Buon quarto tempo per Castroneves, reduce da un GP di Indianapolis deludente e da un testacoda in uscita dalla corsia dei box con pista bagnata. Herta è stato il miglior rookie della giornata col suo quinto tempo, nonché il più rapido fra i piloti spinti dal propulsore Honda. Alle spalle del più giovane vincitore della IndyCar si è piazzato uno dei piloti più esperti della serie americana, Bourdais, che si è anche messo in evidenza per aver percorso ben 110 giri.  Il pilota più attivo di giornata è stato Pigot con 128 giri percorsi. Il pilota dell’Ed Carpenter Racing si è posto in undicesima posizione in classifica, dietro al suo compagno di squadra Jones, che è si è però distinto per aver fatto il miglior tempo fra quelli realizzati senza sfruttare la scia di una vettura davanti.

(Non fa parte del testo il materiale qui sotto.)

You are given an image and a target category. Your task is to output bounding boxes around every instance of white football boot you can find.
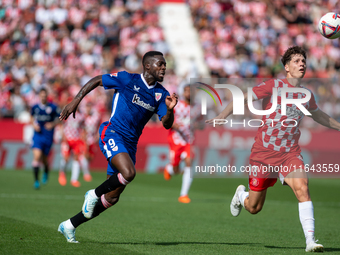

I piloti dell’Andretti Autosport non hanno cercato il tempo sul giro, e si sono limitati ad accumulare dati utili a trovare un buon assetto per la gara. VeachRossiAndretti hanno comunque occupato le posizioni dalla settima alla nona, mentre Hunter-Reay si è fermato in dodicesima e ha dedicato il pomeriggio alle simulazioni di passo.

Trentaduesimo tempo per Fernando Alonso. Il pilota della McLaren ha trascorso una prima giornata di prove molto complicata, a causa di alcuni problemi elettrici sulla sua vettura. Lo spagnolo ha completato solo 50 giri, contro gli 80 medi percorsi dagli avversari. Peggio è andata a O’Ward, che ha dovuto interrompere all’improvviso il suo programma di lavoro nel Rookie Orientation Program per la rottura del cambio. Nel pomeriggio comunque il Carlin Racing ha provveduto a sostituire il cambio, e Chilton ha percorso 13 giri con la macchina di O’Ward per verificare che tutto funzionasse correttamente.